Docking fees don't mean much. The owner of a fishing boat pays berthing fees, but is still economically closer to his employees than to the cannery owner.
@UrbanEdm@michaelgemar Small business owners not only are not the same economic tier as their employees, ever, but have the exact opposite class interests, and have since the Paris Commune.
@nyrath@michaelgemar@pzriddle@tkinias@mishamouse In Stardust I touch on things like: infrastructure design, exact economic and governmental systems, culture and religion (especially pop culture, and I make the aliens internally diverse instead of planet-of-hats), and so on, more than most SF does. Military isn't really a focus. A change of pace innit?
@nyrath@michaelgemar@pzriddle@mishamouse
there’s also the issue that if you try to apply models from the econ scholarship to interplanetary settings you quickly run into issues like “this exponent is determined empirically from their data set and to apply it to SF I’m literally just pulling a number from my ahem”
@michaelgemar@nyrath@tkinias@mishamouse@pzriddle regarding the biological implications of humans living at low G, I was pretty convinced by this YouTube video by a doctor explaining that Belters would probably be shorter than Inners because the force of gravity is needed to stimulate bone growth. But I can’t blame the authors of #TheExpanse for coming to the conclusion that they’d be taller. https://youtu.be/lIRdWi3tKA8
@alan@michaelgemar@nyrath@tkinias@pzriddle i think they weren’t the first to come up with the trope, i remember reading it in some scifi novels when i was young… couldn’t tell you which though, it has been years. but this is interesting, adding this to my watch-later list!

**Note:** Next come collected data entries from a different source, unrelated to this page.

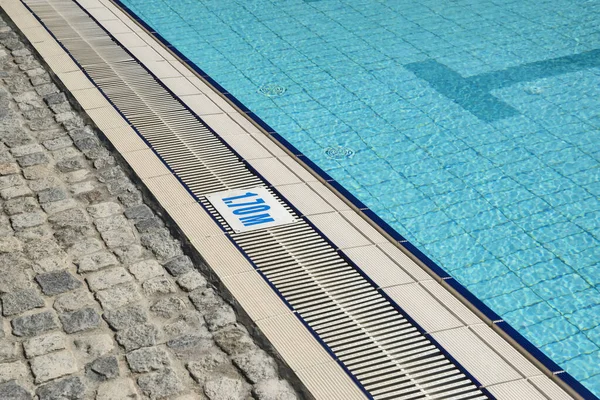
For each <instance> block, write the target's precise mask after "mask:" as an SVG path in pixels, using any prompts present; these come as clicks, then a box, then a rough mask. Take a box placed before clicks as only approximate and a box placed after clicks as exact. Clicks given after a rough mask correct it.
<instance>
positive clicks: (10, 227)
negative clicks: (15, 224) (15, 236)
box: [0, 215, 14, 237]
mask: <svg viewBox="0 0 600 400" xmlns="http://www.w3.org/2000/svg"><path fill="white" fill-rule="evenodd" d="M13 232H14V231H13V229H12V226H10V222H9V220H8V217H5V216H4V215H0V237H5V236H8V235H12V234H13Z"/></svg>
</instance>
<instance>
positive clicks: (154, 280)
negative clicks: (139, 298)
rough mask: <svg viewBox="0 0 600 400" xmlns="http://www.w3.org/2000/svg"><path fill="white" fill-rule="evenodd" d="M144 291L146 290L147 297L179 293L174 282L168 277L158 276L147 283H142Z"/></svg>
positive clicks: (145, 292)
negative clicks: (175, 286)
mask: <svg viewBox="0 0 600 400" xmlns="http://www.w3.org/2000/svg"><path fill="white" fill-rule="evenodd" d="M142 289H144V294H146V296H154V295H156V294H169V293H175V292H176V291H177V288H176V287H175V284H174V283H173V281H171V280H170V279H169V278H167V277H166V276H157V277H154V278H150V279H148V280H147V281H146V282H144V283H142Z"/></svg>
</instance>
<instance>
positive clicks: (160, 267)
mask: <svg viewBox="0 0 600 400" xmlns="http://www.w3.org/2000/svg"><path fill="white" fill-rule="evenodd" d="M129 272H131V273H132V274H133V276H135V279H137V280H138V281H140V282H144V281H147V280H148V279H150V278H154V277H156V276H160V275H163V274H164V270H163V268H162V267H161V265H160V264H159V263H158V261H156V260H144V261H139V262H137V263H134V264H131V265H130V266H129Z"/></svg>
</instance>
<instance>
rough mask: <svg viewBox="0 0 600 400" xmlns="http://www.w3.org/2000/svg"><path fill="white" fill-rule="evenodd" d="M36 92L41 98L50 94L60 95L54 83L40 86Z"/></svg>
mask: <svg viewBox="0 0 600 400" xmlns="http://www.w3.org/2000/svg"><path fill="white" fill-rule="evenodd" d="M35 91H36V92H37V94H39V95H40V96H43V97H44V96H47V95H49V94H53V93H58V92H59V90H58V88H57V87H56V85H54V84H53V83H46V84H45V85H40V86H37V87H36V88H35Z"/></svg>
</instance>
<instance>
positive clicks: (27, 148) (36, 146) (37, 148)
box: [10, 143, 44, 157]
mask: <svg viewBox="0 0 600 400" xmlns="http://www.w3.org/2000/svg"><path fill="white" fill-rule="evenodd" d="M43 151H44V148H43V147H42V146H40V145H39V144H37V143H31V144H26V145H21V146H16V147H13V148H12V149H10V152H11V153H12V155H13V157H21V156H25V155H28V154H35V153H42V152H43Z"/></svg>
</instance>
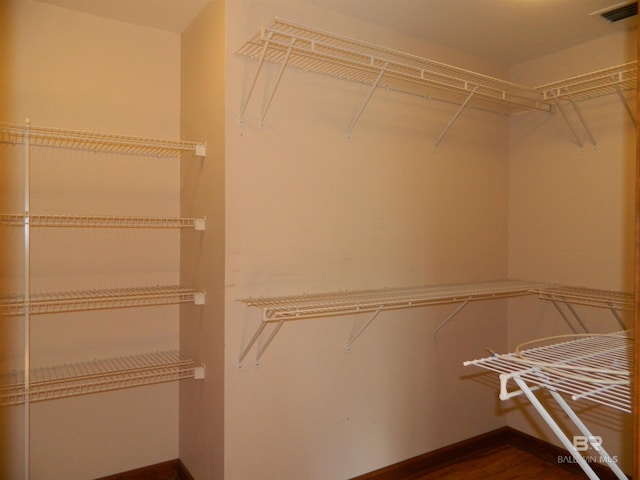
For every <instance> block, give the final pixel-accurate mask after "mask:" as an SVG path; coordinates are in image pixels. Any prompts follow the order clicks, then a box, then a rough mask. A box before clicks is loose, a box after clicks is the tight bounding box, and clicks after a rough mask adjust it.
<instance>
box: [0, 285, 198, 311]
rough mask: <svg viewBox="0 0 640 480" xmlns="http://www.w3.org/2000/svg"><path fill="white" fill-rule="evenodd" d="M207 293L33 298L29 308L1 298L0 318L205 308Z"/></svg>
mask: <svg viewBox="0 0 640 480" xmlns="http://www.w3.org/2000/svg"><path fill="white" fill-rule="evenodd" d="M204 302H205V293H204V292H201V291H197V290H194V289H190V288H182V287H179V286H154V287H136V288H121V289H107V290H82V291H70V292H61V293H40V294H37V293H36V294H31V295H30V296H29V301H28V304H27V303H26V302H25V300H24V297H23V296H21V295H15V296H11V297H2V298H0V314H2V315H24V314H25V313H26V311H27V310H28V312H29V313H30V314H31V315H38V314H48V313H66V312H79V311H89V310H106V309H114V308H132V307H149V306H161V305H175V304H179V303H194V304H195V305H202V304H204Z"/></svg>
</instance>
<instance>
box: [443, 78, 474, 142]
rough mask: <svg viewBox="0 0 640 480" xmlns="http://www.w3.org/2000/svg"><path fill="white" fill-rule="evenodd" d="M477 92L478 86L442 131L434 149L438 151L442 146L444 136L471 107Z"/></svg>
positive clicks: (471, 91)
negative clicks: (463, 110) (466, 110)
mask: <svg viewBox="0 0 640 480" xmlns="http://www.w3.org/2000/svg"><path fill="white" fill-rule="evenodd" d="M476 90H478V85H476V86H475V87H473V89H472V90H471V93H469V95H468V96H467V98H466V99H465V101H464V102H462V105H460V108H458V111H457V112H456V113H455V114H454V115H453V117H452V118H451V120H449V123H448V124H447V126H446V127H445V128H444V130H443V131H442V133H441V134H440V135H439V136H438V138H437V139H436V141H435V143H434V144H433V148H434V149H436V148H437V147H438V145H439V144H440V142H441V141H442V139H443V138H444V136H445V135H446V134H447V132H448V131H449V129H450V128H451V126H452V125H453V124H454V123H455V121H456V120H457V119H458V117H459V116H460V114H461V113H462V111H463V110H464V109H465V108H467V106H468V105H469V102H470V101H471V99H472V98H473V96H474V95H475V94H476Z"/></svg>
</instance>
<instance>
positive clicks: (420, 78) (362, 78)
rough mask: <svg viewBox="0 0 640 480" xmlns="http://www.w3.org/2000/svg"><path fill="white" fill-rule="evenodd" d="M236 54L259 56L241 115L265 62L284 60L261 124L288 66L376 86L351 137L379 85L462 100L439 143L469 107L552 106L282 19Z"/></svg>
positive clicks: (350, 126) (496, 80) (413, 91)
mask: <svg viewBox="0 0 640 480" xmlns="http://www.w3.org/2000/svg"><path fill="white" fill-rule="evenodd" d="M237 53H238V54H240V55H245V56H248V57H251V58H255V59H258V61H259V65H258V69H257V71H256V74H255V77H254V79H253V82H252V84H251V87H250V91H249V92H248V94H247V96H246V97H245V100H244V104H243V106H242V110H241V113H240V117H241V119H242V118H243V117H244V114H245V111H246V108H247V105H248V102H249V100H250V98H251V95H252V93H253V89H254V87H255V84H256V80H257V78H258V76H259V74H260V71H261V69H262V65H263V63H264V61H265V60H268V61H272V62H276V63H279V64H281V65H282V67H281V70H280V73H279V76H278V79H277V81H276V84H275V86H274V88H273V90H272V91H271V93H270V96H269V98H268V99H267V101H266V102H265V108H264V110H263V112H262V115H261V119H260V121H261V123H264V119H265V116H266V114H267V110H268V109H269V106H270V104H271V101H272V99H273V96H274V95H275V92H276V89H277V88H278V85H279V83H280V79H281V78H282V74H283V73H284V71H285V69H286V67H287V66H293V67H297V68H300V69H303V70H305V71H311V72H316V73H322V74H326V75H329V76H332V77H336V78H340V79H345V80H350V81H354V82H359V83H363V84H366V85H369V86H371V90H370V91H369V93H368V95H367V96H366V98H365V100H364V102H363V104H362V106H361V108H360V110H359V111H358V113H357V114H356V116H355V118H354V119H353V120H352V122H351V125H350V126H349V128H348V130H347V136H349V135H350V134H351V131H352V130H353V128H354V126H355V124H356V123H357V121H358V119H359V118H360V115H361V114H362V112H363V111H364V109H365V107H366V105H367V103H368V101H369V99H370V98H371V95H372V94H373V92H374V91H375V90H376V89H377V88H385V89H389V90H394V91H398V92H402V93H407V94H411V95H417V96H420V97H426V98H429V99H434V100H441V101H446V102H450V103H455V104H457V105H461V109H460V110H459V111H458V112H457V113H456V115H455V116H454V117H453V119H452V120H451V122H450V123H449V125H448V126H447V127H446V129H445V130H444V131H443V132H442V134H441V135H440V137H439V138H438V140H437V141H436V145H437V144H438V143H439V141H440V140H441V139H442V137H444V135H445V134H446V132H447V131H448V130H449V128H450V127H451V125H452V124H453V122H454V121H455V120H456V118H457V117H458V115H459V114H460V113H461V111H462V110H463V109H464V108H466V107H474V108H480V109H483V110H489V111H492V112H495V113H500V114H511V113H517V112H523V111H531V110H539V111H545V112H548V111H550V108H551V107H550V105H549V104H548V103H546V102H545V101H544V99H543V98H542V96H541V95H540V93H539V92H537V91H535V90H534V89H532V88H528V87H524V86H521V85H517V84H514V83H511V82H507V81H504V80H500V79H497V78H493V77H490V76H487V75H482V74H479V73H475V72H472V71H469V70H465V69H462V68H458V67H454V66H451V65H447V64H444V63H441V62H436V61H433V60H429V59H426V58H421V57H418V56H415V55H411V54H408V53H403V52H399V51H396V50H392V49H389V48H384V47H380V46H378V45H374V44H371V43H367V42H362V41H358V40H355V39H351V38H347V37H343V36H340V35H336V34H333V33H329V32H326V31H323V30H318V29H316V28H312V27H308V26H304V25H300V24H296V23H293V22H290V21H287V20H283V19H279V18H276V19H275V20H274V21H273V22H272V23H271V24H270V25H268V26H266V27H263V28H262V30H261V32H260V33H259V34H257V35H256V36H254V37H253V38H251V39H249V40H248V41H247V42H246V43H245V44H244V45H243V46H242V47H241V48H240V49H239V50H238V51H237Z"/></svg>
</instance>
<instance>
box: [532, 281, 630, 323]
mask: <svg viewBox="0 0 640 480" xmlns="http://www.w3.org/2000/svg"><path fill="white" fill-rule="evenodd" d="M532 293H537V294H538V297H539V298H540V299H542V300H548V301H550V302H551V303H552V304H553V306H554V307H555V308H556V310H558V313H559V314H560V315H561V316H562V318H563V319H564V321H565V322H566V323H567V325H569V328H571V330H572V331H573V332H574V333H577V329H576V328H575V327H574V326H573V323H572V322H571V321H570V320H569V316H568V315H567V314H566V313H565V312H564V311H563V309H562V308H560V304H564V305H565V307H566V309H567V310H568V311H569V313H570V314H571V315H572V316H573V318H574V319H575V321H576V322H577V323H578V324H579V326H580V327H581V329H582V331H584V332H586V333H589V329H588V328H587V326H586V324H585V322H584V321H583V320H582V318H581V317H580V315H579V313H578V312H577V310H576V309H575V308H574V305H586V306H589V307H598V308H606V309H608V310H610V311H611V313H612V314H613V316H614V317H615V319H616V320H617V322H618V324H619V325H620V326H621V327H622V328H627V327H626V325H625V322H624V321H623V319H622V317H621V316H620V311H633V309H634V299H633V295H632V294H630V293H624V292H616V291H611V290H598V289H594V288H586V287H569V286H561V285H555V286H551V287H545V288H541V289H534V290H533V291H532Z"/></svg>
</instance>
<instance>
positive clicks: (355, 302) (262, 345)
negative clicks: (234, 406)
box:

@tkinias@nyrath i think i can forgive them those couple things! after at, it’s still science fiction.
i really appreciate how much attention they pay to g-forces cause by ship acceleration and maneuvering compared to many other similar shows. that’s one thing that really breaks the suspension of disbelief for me in so many other scifi settings.
@tkinias@mishamouse@nyrath the best science fiction works that way. Change one thing, or a small number of things, in a tightly confined but loosely defined way, and then explore what happens around that thing.
finished #TheExpanse yesterday! all six seasons in about 10 days.
i really enjoyed it, and i think it’s going to leave a lasting impression on my #SciFi preferences in the future. if/when i finish reading #ChildrenOfDune, maybe i’ll take a break from the #Dune franchise and try out the expanse books.
oh, and i think the #rocinante is high on my list of favorite spaceships now.
The Expanse is a great show, near the top of my list. Definitely for Science Fiction, probably replaced Battlestar Galactia as a favorite, especially after that show got a bit goofy in later seasons.
@stpaultim battlestar was the one franchise i somehow never got into! it’s been on my list to check out forever, i know it’s near and dear to many hearts.